A few days ago I took my GRE on the campus where I attended college. It was surreal returning there, communing to some degree with the ghost of who I'd been. I had expected to find a more definitive sense of closure but was struck instead by the sense that I'd already achieved this. I saw a friend who seemed to exist for me outside both the present and the past, and then I headed home ahead of schedule—back to the complexities of my family, our start-up, the Thanksgiving party at my daughter's learning center. This felt better to me somehow—more authentic, rooted, a clear stepping into my adult self. My friend said something valuable: Hold on tightly, and let go lightly. In a way, it felt like that was what I was doing with myself.
My kids and I drove to Tennessee after the Thanksgiving party to visit a unique indoor playground/learning center located there. It provides hourly childcare, but we found it unexpectedly closed. Undeterred, I took my children on my errands with me and finally let them play at another indoor playground within a restaurant where I sat and read the magazines we'd picked up for free outside the health food store. The one which resonated most with me then was Blush—within it I found some advice which I want to share:
An emotionally healthy life is found in being as present as we can be to our experiences, facing them as they come.. . . . It takes real strength to face life as it comes, step by step, just as it is.
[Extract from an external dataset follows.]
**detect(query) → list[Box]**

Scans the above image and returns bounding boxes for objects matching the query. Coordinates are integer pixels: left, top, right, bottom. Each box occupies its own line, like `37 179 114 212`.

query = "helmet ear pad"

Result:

It takes real patience to accept that some things in life cannot be hurried along, but must unfold over time. It takes real courage to be emotionally present to our experiences so they can touch us, shape us and enrich us. If we can, then we not only get through our experiences, but we get something meaningful from them. - Jennifer Kunst, Ph.D.
Dr. Winnicott's good enough mother is not so much a goddess; she is a gardener. She tends her child with love, patience, effort and care. And she does so imperfectly. . . . She is a mother under pressure and strain. She is full of ambivalence about being a mother. She is both selfless and self-interested. She turns toward her child and turns away from him... She is not boundless. She is real... It takes an imperfect mother to raise a child well. You see, children need to learn about life through real experiences. They need to learn to deal with disappointments and frustrations. They need to overcome their greed and their wish to be the center of the universe. They need to learn to respect the needs and limitations of other people, including their mothers. And they need to learn to do things for themselves. - Jennifer Kunst, Ph.D.
While Dr. Kunst waxed poetic with her practical guidance, Dr. Frank King's article “3 Simple Things You Can Do Today to Feel Better Tomorrow” also spoke to me. From the pages of Blush, Dr. King urged me simply to drink more water, connect with nature and walk. This works for me too.